US government ‘engaged’ in spying activities on US soil

  • A 2007 draft position paper on the role of the intelligence community in the wake of the 9/11 attacks shows that Brennan was already aware that numerous federal agencies – the FBI, CIA, NSA, Defense Department and Homeland Security – “are all engaged in intelligence activities on US soil.” He said these activities “must be consistent with our laws and reflect the democratic principles and values of our Nation.”
  • Brennan added that the president and Congress need “clear mandates” and “firm criteria” to determine what limits need to be placed on domestic intelligence operations.
  • When it comes to situations beyond US borders, Brennan said sometimes action must be taken overseas “to address real and emerging threats to our interests,” and that they may need to be done “under the cover of secrecy.” He argued that many covert CIA actions have resulted in “major contributions” to US policy goals.

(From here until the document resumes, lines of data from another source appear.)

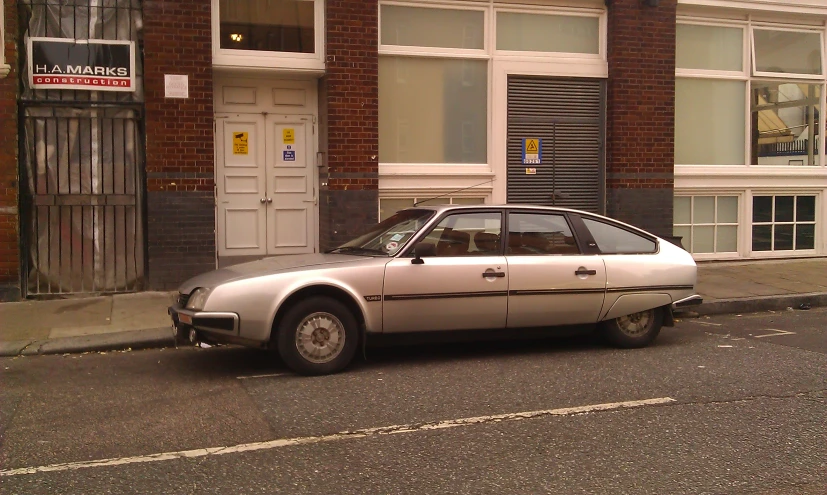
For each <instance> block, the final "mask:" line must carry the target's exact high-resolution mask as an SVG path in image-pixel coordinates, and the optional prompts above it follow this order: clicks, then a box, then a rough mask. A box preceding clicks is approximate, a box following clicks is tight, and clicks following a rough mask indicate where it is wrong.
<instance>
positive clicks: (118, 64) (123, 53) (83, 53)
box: [27, 37, 135, 92]
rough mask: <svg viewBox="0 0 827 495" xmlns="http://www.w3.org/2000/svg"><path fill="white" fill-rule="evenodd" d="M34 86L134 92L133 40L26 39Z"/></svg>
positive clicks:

Debate over torture restrictions

  • WikiLeaks published two documents related to the CIA’s use of so-called “enhanced interrogation” techniques, though notably neither was written by Brennan.
  • One was written by then-Senator Kit Bond (R-Missouri), vice chairman on the Senate Select Committee on Intelligence, which outlined a proposal to limit the CIA’s torture techniques without restricting the development of new techniques complying with the law.
  • The document suggests listing the types of techniques that the CIA is barred from using instead of restricting the agency to only those explicitly listed in the Army Field Manual.

  • Some of the techniques Bond suggested that Congress ban included: forcing the detainee to be naked; forcing them to perform sexual acts; waterboarding; inducing hypothermia; conducting mock executions; and depriving detainees of food, water, or medical care.

Bond’s suggestions get a bill

  • The final document appears to show Bond’s suggestions making their way into a legislative proposal titled “Limitations on Interrogation Techniques Act of 2008.”
  • The bill prohibited the use of many of the same techniques listed in the previous document, though it was not passed. Ultimately, President Obama issued an executive order banning officials from using techniques not in the Army Field Manual.